Re: RAID performance - new kernel results

Adam Goryachev <mailinglists@xxxxxxxxxxxxxxxxxxxxxx> · Mon, 15 Apr 2013 22:23:23 +1000

It's been quite a while, and I just wanted to post an update on the
current status of my problems.

As a quick refresh, the users were complaining of freezing, especially
when using outlook (pst file stored on file server), and sometimes
corrupted pst files or excel files with windows logging delayed write
failures.

Most users using MS Win 2003 Terminal Servers

File Server was MS Win 2000 Server

All servers are Virtual Machines running one VM per physical machine
under Xen (Debian Linux Testing)

All disk images are stored on the storage server (Debian Linux Stable,
upgraded to backports kernel).
Storage server config is:
VM sees normal HDD
Linux physical machine exports disk device
Linux physical machine imports iSCSI from Storage Server
Storage server exports iSCSI device
One Logical Volume for each VM
The Physical Volume is a DRBD
The DRBD is a RAID5 using MD
The MD is a 5 x 480GB Intel SSD
The SSD's are connected with a LSI SATA 3 controller

The storage server has a single bond0 with 8 x Gbps ethernet connections
for the iSCSI network

Each Physical machine has 2 x Gbps ethernet for iSCSI plus 1 Gbps for
the "user" network

Testing has shown that each VM can read/write at between 200 and 230MB/s
concurrently to the storage server (up to 4 at a time obviously).
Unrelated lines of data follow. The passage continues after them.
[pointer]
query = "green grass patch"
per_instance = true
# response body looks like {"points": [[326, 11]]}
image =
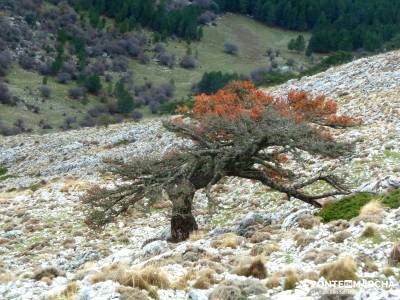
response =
{"points": [[3, 171], [349, 207]]}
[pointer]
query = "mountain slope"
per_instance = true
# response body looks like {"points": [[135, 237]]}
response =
{"points": [[43, 218]]}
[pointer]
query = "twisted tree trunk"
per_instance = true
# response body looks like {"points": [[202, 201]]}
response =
{"points": [[182, 220]]}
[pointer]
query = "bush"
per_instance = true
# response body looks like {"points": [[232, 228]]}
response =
{"points": [[258, 75], [213, 81], [143, 58], [45, 91], [27, 62], [171, 107], [76, 93], [349, 207], [93, 84], [64, 78], [166, 59], [207, 17], [5, 62], [188, 62], [97, 111], [231, 48], [5, 97], [120, 64], [136, 115], [154, 106], [88, 121]]}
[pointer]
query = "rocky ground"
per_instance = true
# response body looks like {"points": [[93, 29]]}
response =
{"points": [[47, 252]]}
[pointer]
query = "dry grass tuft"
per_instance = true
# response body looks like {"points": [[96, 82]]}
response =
{"points": [[70, 293], [394, 258], [205, 279], [255, 269], [388, 271], [48, 273], [291, 280], [309, 222], [302, 239], [274, 281], [6, 277], [270, 248], [155, 277], [149, 278], [197, 235], [372, 212], [341, 236], [370, 230], [342, 269]]}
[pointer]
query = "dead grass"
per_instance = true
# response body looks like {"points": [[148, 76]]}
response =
{"points": [[343, 269], [205, 279], [372, 212], [370, 230], [274, 281], [197, 235], [70, 293], [256, 268], [229, 240], [148, 278], [291, 280]]}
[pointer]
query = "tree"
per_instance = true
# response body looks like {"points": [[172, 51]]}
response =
{"points": [[93, 84], [231, 48], [298, 44], [124, 99], [237, 132]]}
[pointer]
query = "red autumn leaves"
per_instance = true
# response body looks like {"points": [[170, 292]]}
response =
{"points": [[242, 98]]}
So, finally, I've found that the issue is NOT RAID related, in fact, it
is not even disk/storage related! Certainly, there were one or more
problems causing slow performance of the storage backend, but I would
suggest that it was never the actual problem. (Even though fixing those
issues was definitely a plus in the long term).

After sitting on-site for a few days, I eventually noticed my terminal
server session (across the LAN) stopped responding, after ping testing,
I found the server went offline for around 10 seconds before coming back
and working normally (yes, a total accident I discovered this). I added
a small script with fping to test all physical machine IP's and all VM
IP's every second for 60 seconds. Then, it will log the date/time the
test started, and each IP plus all 60 results for any IP that lost one
or more packets. (Reminder, this is over the LAN only, no WAN connections).

I found a "pattern" that showed one (at a time) random IP (VM or
physical, linux or windows), would stop responding to pings for between
10 and 50 seconds, then come back and work normally. These failures
would happen between zero and three times a day, generally occurring on
busy servers, either in the morning (users logging in) or afternoon
(users logging out).
In addition, random IP's drop a single ping packet around 40 or more
times per day, during business hours only.
There is never an outage of between two and 10 pings. There are lots of
single pings lost, and plenty between 10 and 50, but never any between 1
and 10. Sometimes (rarely) two or three in one minute, but not consecutive.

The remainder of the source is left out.